La costruzione di una pièce di cui conosciamo il creatore, il drammaturgo Conrad Earp impersonato da Edward Norton, che dentro e fuori la sua storia ci porta alla scoperta sia dei processi di ideazione che dinnanzi al risultato del proprio lavoro. Nel film osserviamo il palco, le quinte, il retroscena, diventando presto chiaro agli spettatori che, quello che andranno a vedere, non è altro che un momento di spettacolo che, in verità, sta avvenendo in quel preciso momento su di un palco.

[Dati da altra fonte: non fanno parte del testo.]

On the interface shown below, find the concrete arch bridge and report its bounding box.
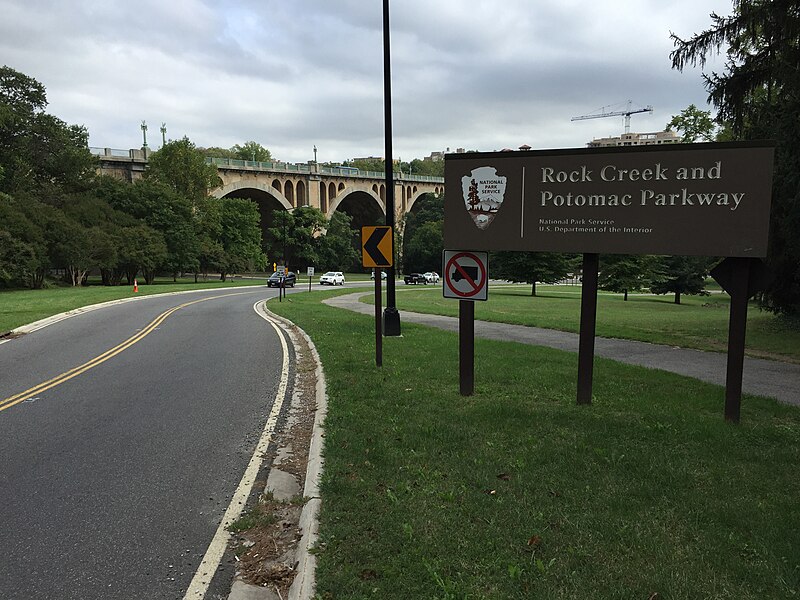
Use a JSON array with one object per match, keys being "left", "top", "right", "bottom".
[{"left": 95, "top": 148, "right": 444, "bottom": 253}]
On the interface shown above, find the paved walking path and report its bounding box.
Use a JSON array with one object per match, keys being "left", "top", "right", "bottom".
[{"left": 325, "top": 292, "right": 800, "bottom": 406}]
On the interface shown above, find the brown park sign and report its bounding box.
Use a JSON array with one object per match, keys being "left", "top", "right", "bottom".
[{"left": 444, "top": 142, "right": 775, "bottom": 257}]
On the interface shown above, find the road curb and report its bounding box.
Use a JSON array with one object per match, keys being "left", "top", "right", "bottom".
[{"left": 264, "top": 302, "right": 328, "bottom": 600}]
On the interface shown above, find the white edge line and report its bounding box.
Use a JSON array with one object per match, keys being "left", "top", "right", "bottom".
[{"left": 183, "top": 300, "right": 289, "bottom": 600}]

Fare dentro e fuori quel rettangolo di legno, sconfinare andando più in là del sipario. Sentire una voce che, extradiegetica, descrive dapprima il titolo, il luogo, le ambientazioni e i personaggi, con tanto di presentazione degli attori che andranno a interpretarne la storia, a propria volta interpreti che noi stessi conosciamo con ben altri nomi. Le incursioni tra reale e finzione, tra ciò che avviene in scena e ciò che accade alle prove, è la maniera di Anderson di ricordarci ogni volta che, il suo, non è altro che questo. Cinema al confine, cinema in bilico, cinema estatico. Un cinema in cui sappiamo perfettamente chi sono i suoi attori feticci, in cui non sempre il racconto segue un andamento regolare e che anche i suoi modi di narrazione stanno evolvendosi, cambiando. Non intraprendendo più storie lineari e chiuse, ma cercando di rendere un “concetto” il senso stesso dell’opera. Qui, con ASTEROID CITY, il centro è l’assenza, volontaria, proprio del “senso” interrogato. Mescolare a un retro futurismo, nella sua atmosfera anni Cinquanta, la completa mancanza di direttive e coordinate, se non quelle riferibili all’insensatezza medesima delle storie. Al loro non essere altro che mezzi per creare contatti, terresti e extraterresti. In cui perdere la bussola è spesso l’unica maniera per fruire davvero i racconti: “non ci si può svegliare se non ci si addormenta mai”. Così eccolo, un nuovo film di Wes Anderson. Vuoto? Pieno di incoerenza, di assurdità, di sventatezza. Ma non è esattamente la vacuità che ci ha insegnato il teatro del Novecento? Forse lo sé, forse no. Forse è soltanto un cinema alieno.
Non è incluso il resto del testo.